For most of my years in Italy malasanità was a regular feature on the front page. The term encompasses malpractice, but it’s used more for something broader: what Italians think of as a chronic sickness of the health care system itself.
Italians tell pollsters they trust and appreciate nurses and physicians. Seeing poor medical outcomes they tend to put all the blame on disorganization, lack of money, and governmental indifference. Of course that argument has a lot going for it, in that public hospitals are sadly short of personnel, equipment, maintenance, and supplies. But I confess as a physician what I find more unnerving is the rôle of professional unevenness, the way Italian doctors here can range, apparently at random, from genius to ignoramus. When one of my patients tragically lost a baby at term you could call it malasanità, since she was shunted from one hospital to another before a Caesarian-section was done, too late. For me, though, the real culprit was the bigwig hospital obstetrician who – I learned later – had seen her regularly throughout the pregnancy without once weighing her, measuring the size of her uterus, or taking her blood pressure.

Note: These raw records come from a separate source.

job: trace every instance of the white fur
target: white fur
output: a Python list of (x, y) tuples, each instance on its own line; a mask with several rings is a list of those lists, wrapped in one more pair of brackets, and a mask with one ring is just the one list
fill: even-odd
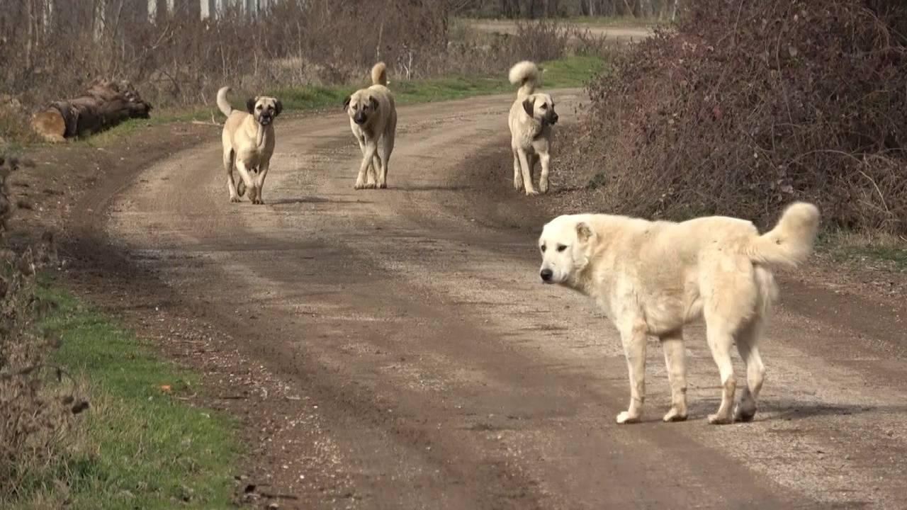
[[(722, 216), (673, 223), (574, 214), (546, 224), (539, 239), (542, 280), (593, 298), (620, 333), (630, 403), (618, 423), (641, 417), (649, 336), (660, 339), (668, 366), (672, 406), (663, 419), (687, 418), (683, 327), (700, 317), (722, 385), (709, 423), (752, 419), (765, 375), (758, 338), (777, 296), (771, 269), (803, 262), (818, 224), (818, 210), (804, 202), (790, 205), (763, 235), (749, 221)], [(736, 410), (735, 343), (747, 381)]]

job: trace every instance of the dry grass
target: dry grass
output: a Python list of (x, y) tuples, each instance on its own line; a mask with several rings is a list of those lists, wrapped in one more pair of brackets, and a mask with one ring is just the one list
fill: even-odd
[(807, 200), (830, 226), (902, 235), (903, 16), (862, 0), (690, 4), (592, 83), (570, 164), (607, 211), (766, 224)]

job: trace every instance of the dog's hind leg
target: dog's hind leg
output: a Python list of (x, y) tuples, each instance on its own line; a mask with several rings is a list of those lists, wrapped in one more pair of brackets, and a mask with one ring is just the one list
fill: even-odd
[(227, 171), (227, 191), (229, 191), (229, 201), (239, 201), (242, 193), (237, 191), (236, 182), (233, 181), (233, 158), (232, 150), (224, 152), (224, 170)]
[(756, 398), (766, 378), (766, 366), (762, 364), (758, 347), (762, 328), (763, 320), (757, 317), (736, 335), (737, 352), (746, 364), (746, 387), (734, 410), (734, 419), (737, 421), (752, 421), (756, 417)]
[(671, 385), (671, 408), (662, 419), (683, 421), (687, 419), (687, 351), (683, 345), (683, 331), (663, 335), (661, 349), (665, 351), (668, 381)]
[(381, 189), (387, 187), (387, 165), (394, 152), (394, 131), (390, 130), (381, 137), (381, 171), (378, 172), (378, 188)]
[(646, 331), (645, 323), (639, 319), (620, 329), (629, 375), (629, 407), (618, 415), (618, 423), (636, 423), (642, 416), (642, 404), (646, 400)]
[(734, 326), (728, 324), (726, 319), (719, 314), (706, 313), (706, 329), (708, 348), (712, 351), (712, 358), (715, 359), (715, 364), (718, 366), (718, 373), (721, 376), (721, 405), (718, 406), (717, 413), (708, 415), (708, 423), (714, 425), (732, 423), (734, 421), (732, 414), (734, 391), (736, 389), (734, 365), (731, 362)]

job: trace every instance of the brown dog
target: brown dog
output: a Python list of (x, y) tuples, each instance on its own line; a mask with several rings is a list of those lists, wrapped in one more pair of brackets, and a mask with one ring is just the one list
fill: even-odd
[[(273, 97), (258, 96), (247, 101), (247, 111), (240, 112), (233, 110), (227, 101), (229, 92), (229, 87), (218, 91), (218, 108), (227, 115), (221, 141), (229, 201), (239, 201), (248, 188), (252, 203), (264, 203), (261, 191), (274, 153), (273, 122), (280, 114), (283, 104)], [(233, 181), (234, 166), (242, 180), (239, 186)]]

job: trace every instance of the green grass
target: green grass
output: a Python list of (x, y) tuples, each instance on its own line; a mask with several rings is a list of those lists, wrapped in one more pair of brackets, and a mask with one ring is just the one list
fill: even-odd
[(844, 230), (824, 230), (816, 242), (836, 262), (882, 262), (898, 272), (907, 272), (907, 240), (890, 235), (854, 234)]
[(176, 398), (194, 392), (198, 377), (64, 293), (39, 295), (59, 305), (40, 327), (62, 338), (54, 361), (84, 381), (91, 407), (79, 416), (80, 436), (55, 465), (26, 477), (13, 507), (58, 507), (63, 499), (73, 509), (229, 506), (235, 424)]
[[(542, 86), (551, 88), (580, 87), (590, 78), (605, 68), (605, 61), (598, 56), (571, 56), (543, 62), (545, 69)], [(391, 76), (391, 90), (400, 104), (431, 103), (464, 99), (478, 95), (506, 93), (514, 90), (507, 82), (506, 73), (494, 76), (449, 76), (425, 80), (397, 81)], [(343, 107), (343, 100), (356, 91), (355, 85), (286, 87), (268, 91), (268, 95), (280, 98), (288, 113)], [(234, 98), (236, 100), (236, 98)], [(234, 107), (243, 105), (236, 102)], [(152, 113), (151, 119), (131, 119), (105, 130), (80, 143), (103, 147), (122, 137), (134, 135), (139, 130), (175, 122), (223, 121), (223, 115), (213, 104), (191, 109), (171, 109)]]
[(578, 25), (593, 25), (596, 26), (626, 26), (626, 27), (647, 27), (658, 23), (654, 18), (637, 18), (633, 16), (575, 16), (566, 18), (568, 23)]

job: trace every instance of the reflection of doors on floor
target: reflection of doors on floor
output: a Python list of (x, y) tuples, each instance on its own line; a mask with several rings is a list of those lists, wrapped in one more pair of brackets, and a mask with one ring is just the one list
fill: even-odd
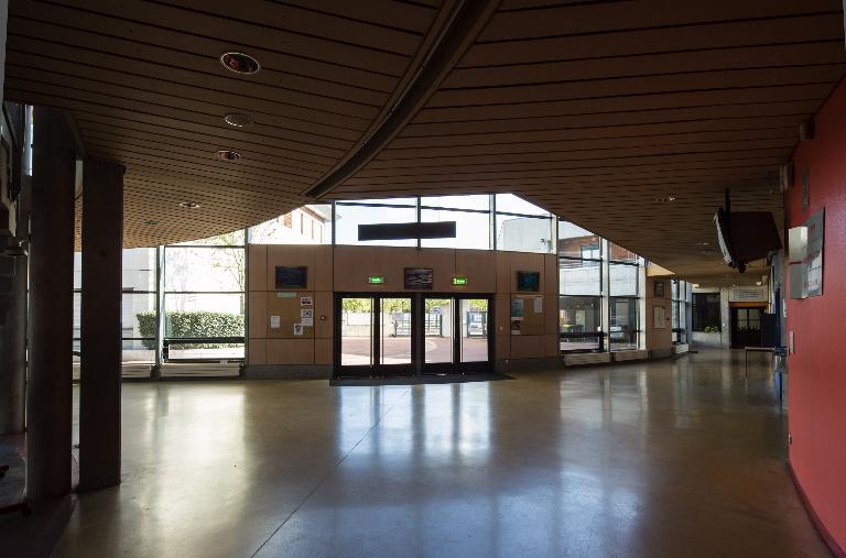
[(760, 347), (761, 321), (766, 306), (731, 308), (731, 348)]
[(336, 304), (338, 375), (481, 372), (490, 362), (488, 296), (350, 294)]

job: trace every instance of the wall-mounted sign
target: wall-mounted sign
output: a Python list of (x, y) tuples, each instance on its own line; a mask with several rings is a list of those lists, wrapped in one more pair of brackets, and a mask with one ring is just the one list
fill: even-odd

Lately malasanità has drifted to the back pages. Since the austerity forced by the European Union in the last decade, which cruelly punishes sick Italians for the fiscal sins of their governments, wards are down to half their former staffing, whole hospitals have been shuttered, people are skipping specialist visits and diagnostic tests because of higher co-pays, and waiting lists on the public system (several months for a non-emergency sonogram) make the infamous Veterans Administration look speedy. Medical errors seem relatively trivial when you can’t see a doctor at all.